Should people and policymakers further invest in life extensions? This study shows that it is important to complement investments that extend the length of human life with investments that improve the quality of life in old age. Under-investments in the latter result in declining satisfaction levels at the end of people’s lives. Quality-of-life-improving policies may have a more positive effect on increasing overall life satisfaction. This is because they would increase satisfaction during a person’s lifetime, and furthermore, may also extend the length of life itself since more satisfied people tend to live longer (Veenhoven 2008; Steptoe et al. 2015).

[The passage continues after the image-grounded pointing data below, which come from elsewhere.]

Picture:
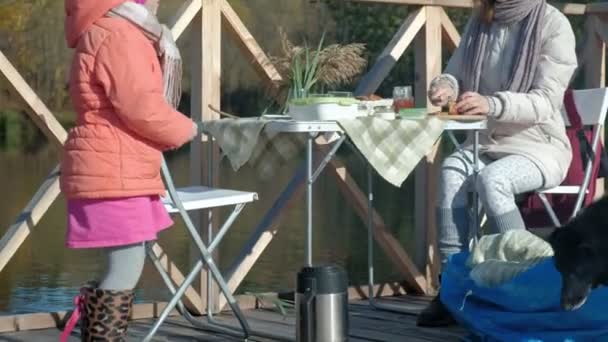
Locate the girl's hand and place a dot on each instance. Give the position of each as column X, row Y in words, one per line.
column 440, row 95
column 472, row 103
column 194, row 130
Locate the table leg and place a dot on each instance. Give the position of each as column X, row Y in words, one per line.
column 475, row 194
column 370, row 234
column 309, row 200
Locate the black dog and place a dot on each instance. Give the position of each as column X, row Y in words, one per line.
column 581, row 254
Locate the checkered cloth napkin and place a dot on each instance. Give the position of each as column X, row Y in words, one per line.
column 245, row 141
column 395, row 147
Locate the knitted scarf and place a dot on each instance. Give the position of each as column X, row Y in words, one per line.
column 160, row 35
column 507, row 12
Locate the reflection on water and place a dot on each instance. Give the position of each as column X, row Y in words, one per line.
column 44, row 275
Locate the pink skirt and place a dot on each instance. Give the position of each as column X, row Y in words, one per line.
column 115, row 222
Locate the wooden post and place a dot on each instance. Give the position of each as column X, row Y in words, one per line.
column 595, row 67
column 38, row 112
column 206, row 77
column 30, row 216
column 428, row 65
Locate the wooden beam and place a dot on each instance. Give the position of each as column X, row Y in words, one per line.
column 391, row 54
column 566, row 8
column 443, row 3
column 192, row 300
column 206, row 82
column 572, row 9
column 382, row 234
column 595, row 66
column 46, row 320
column 40, row 114
column 184, row 16
column 250, row 48
column 30, row 216
column 265, row 232
column 450, row 34
column 428, row 66
column 597, row 8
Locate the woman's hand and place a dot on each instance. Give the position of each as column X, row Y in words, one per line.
column 441, row 95
column 472, row 103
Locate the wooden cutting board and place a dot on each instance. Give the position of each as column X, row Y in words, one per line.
column 468, row 118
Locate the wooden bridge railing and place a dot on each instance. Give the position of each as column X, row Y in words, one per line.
column 428, row 27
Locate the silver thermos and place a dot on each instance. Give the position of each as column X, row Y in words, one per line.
column 322, row 305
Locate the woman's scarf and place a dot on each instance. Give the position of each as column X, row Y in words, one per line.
column 161, row 37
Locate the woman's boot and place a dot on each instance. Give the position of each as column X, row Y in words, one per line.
column 105, row 314
column 435, row 315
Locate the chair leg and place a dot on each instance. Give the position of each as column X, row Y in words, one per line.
column 549, row 209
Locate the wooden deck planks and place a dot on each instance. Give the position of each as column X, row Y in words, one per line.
column 366, row 324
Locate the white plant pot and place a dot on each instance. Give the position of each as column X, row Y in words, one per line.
column 324, row 112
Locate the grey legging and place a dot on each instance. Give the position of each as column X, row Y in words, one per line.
column 124, row 267
column 498, row 183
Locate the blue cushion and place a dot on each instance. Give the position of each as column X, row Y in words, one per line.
column 524, row 309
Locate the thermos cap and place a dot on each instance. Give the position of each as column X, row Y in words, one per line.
column 326, row 279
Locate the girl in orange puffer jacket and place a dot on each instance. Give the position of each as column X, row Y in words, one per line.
column 125, row 85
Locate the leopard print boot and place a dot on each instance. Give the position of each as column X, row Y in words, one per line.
column 106, row 314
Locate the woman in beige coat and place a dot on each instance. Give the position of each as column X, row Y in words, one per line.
column 515, row 61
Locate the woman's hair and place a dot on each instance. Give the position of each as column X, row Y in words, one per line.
column 486, row 9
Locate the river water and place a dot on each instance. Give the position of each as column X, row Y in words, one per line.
column 44, row 275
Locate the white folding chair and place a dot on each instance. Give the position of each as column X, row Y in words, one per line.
column 191, row 199
column 592, row 105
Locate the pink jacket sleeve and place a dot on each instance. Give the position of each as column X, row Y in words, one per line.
column 127, row 67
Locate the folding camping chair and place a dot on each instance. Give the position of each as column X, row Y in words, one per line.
column 201, row 198
column 592, row 105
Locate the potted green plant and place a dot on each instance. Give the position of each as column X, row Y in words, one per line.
column 309, row 73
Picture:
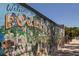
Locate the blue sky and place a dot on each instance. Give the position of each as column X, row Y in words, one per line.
column 67, row 14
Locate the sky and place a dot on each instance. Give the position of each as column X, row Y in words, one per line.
column 67, row 14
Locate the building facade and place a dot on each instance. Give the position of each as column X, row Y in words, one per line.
column 26, row 32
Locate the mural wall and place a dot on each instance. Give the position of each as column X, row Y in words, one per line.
column 22, row 32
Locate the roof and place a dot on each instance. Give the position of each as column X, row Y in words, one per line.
column 37, row 12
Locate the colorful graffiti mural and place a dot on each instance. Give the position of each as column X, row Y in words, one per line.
column 26, row 33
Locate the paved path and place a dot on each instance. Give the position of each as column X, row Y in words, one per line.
column 70, row 49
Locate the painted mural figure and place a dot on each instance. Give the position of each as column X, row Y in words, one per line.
column 26, row 33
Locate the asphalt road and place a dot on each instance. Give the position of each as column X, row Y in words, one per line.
column 70, row 49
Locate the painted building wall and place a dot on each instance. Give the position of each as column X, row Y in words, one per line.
column 22, row 32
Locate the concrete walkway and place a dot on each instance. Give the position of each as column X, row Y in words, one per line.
column 70, row 49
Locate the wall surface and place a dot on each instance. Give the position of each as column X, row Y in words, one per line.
column 22, row 32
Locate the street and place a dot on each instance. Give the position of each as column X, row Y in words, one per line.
column 70, row 49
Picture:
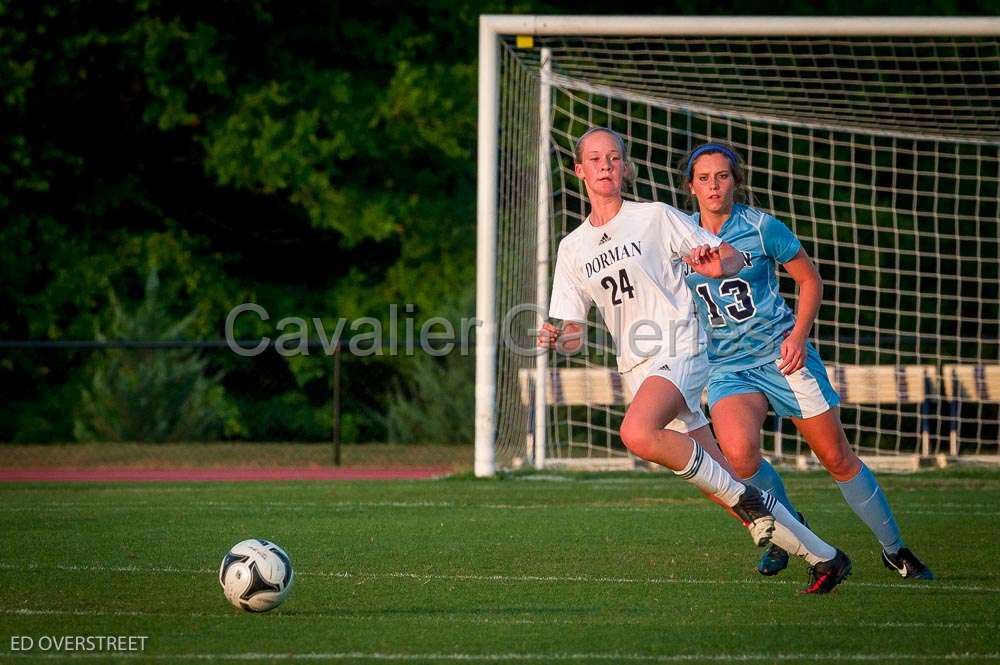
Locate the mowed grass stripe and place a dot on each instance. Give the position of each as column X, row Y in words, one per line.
column 533, row 657
column 495, row 569
column 460, row 617
column 504, row 579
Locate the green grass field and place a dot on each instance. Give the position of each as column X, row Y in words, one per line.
column 598, row 569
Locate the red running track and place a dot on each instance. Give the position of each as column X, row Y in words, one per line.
column 216, row 475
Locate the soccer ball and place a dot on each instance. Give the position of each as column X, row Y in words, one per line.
column 256, row 575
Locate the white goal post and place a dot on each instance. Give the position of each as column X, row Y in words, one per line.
column 874, row 138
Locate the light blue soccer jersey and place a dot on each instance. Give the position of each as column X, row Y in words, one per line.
column 745, row 316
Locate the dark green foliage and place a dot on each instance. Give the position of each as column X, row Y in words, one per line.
column 436, row 403
column 315, row 157
column 150, row 395
column 610, row 570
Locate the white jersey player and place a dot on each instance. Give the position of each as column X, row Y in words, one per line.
column 629, row 258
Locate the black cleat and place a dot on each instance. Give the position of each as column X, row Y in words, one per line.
column 775, row 559
column 754, row 508
column 907, row 565
column 826, row 575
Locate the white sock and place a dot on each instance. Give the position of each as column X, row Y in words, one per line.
column 796, row 538
column 705, row 473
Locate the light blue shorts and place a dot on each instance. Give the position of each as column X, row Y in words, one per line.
column 802, row 394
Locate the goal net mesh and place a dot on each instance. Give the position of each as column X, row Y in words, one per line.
column 881, row 154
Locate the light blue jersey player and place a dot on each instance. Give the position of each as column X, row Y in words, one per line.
column 761, row 357
column 747, row 321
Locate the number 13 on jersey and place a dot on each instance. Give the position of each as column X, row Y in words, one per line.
column 739, row 311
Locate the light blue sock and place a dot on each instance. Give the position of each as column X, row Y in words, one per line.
column 767, row 480
column 866, row 498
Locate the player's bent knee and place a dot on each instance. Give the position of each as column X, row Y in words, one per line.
column 840, row 463
column 744, row 462
column 637, row 438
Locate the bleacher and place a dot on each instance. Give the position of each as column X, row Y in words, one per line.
column 929, row 391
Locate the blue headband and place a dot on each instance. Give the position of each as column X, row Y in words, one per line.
column 712, row 147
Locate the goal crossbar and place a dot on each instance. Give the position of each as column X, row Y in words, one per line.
column 494, row 29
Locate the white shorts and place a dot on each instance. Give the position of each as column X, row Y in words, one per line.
column 688, row 373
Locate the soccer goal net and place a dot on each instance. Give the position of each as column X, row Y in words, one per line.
column 880, row 151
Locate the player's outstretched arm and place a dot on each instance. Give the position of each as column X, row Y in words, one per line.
column 566, row 340
column 722, row 261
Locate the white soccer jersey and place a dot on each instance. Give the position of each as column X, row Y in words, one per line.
column 631, row 268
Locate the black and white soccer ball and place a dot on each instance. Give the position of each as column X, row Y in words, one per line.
column 256, row 575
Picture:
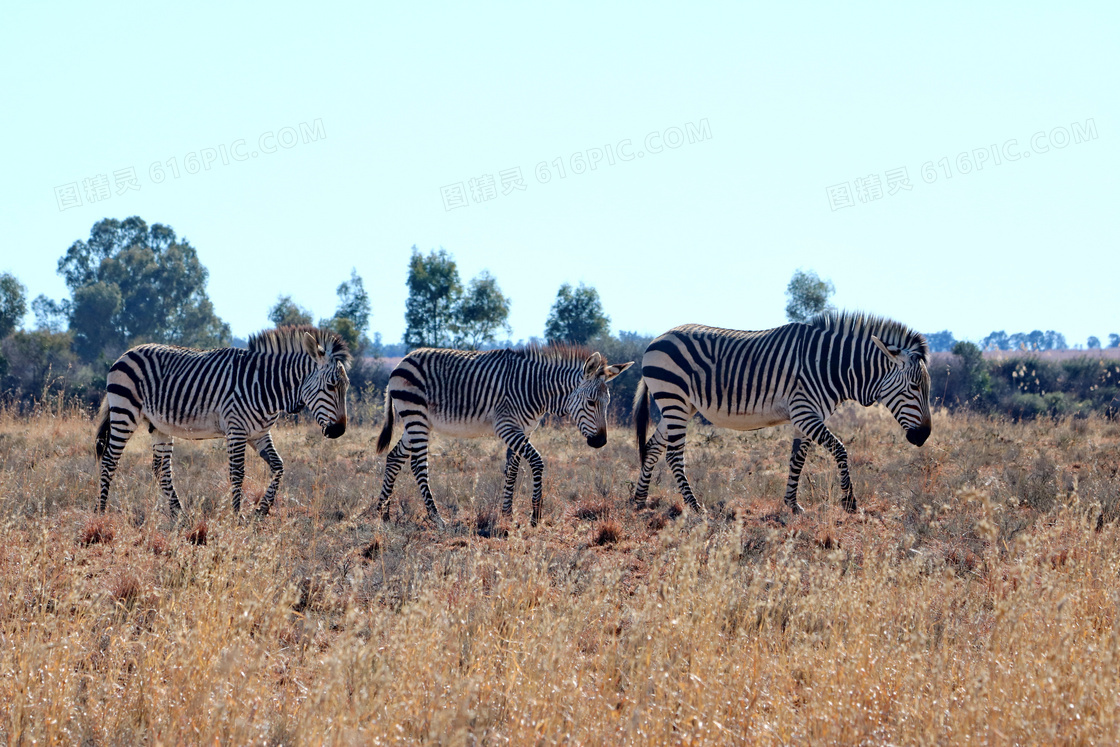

Which quality-of-life-improving policies should be targeted? As suggested by the analysis of potential mechanisms, potential candidates would be policies that aim to prevent noncommunicable diseases (e.g., via reduced tobacco use, healthy diets, or physical activity) and policies that aim to achieve a better integration of the elderly in today’s societies (e.g., via better provision of public transportation in remote areas). Further research on these and other potential mechanisms is required to decide upon the policies that are most promising. Moreover, future research needs to explore potential heterogeneity in order to better target policies to groups of recipients.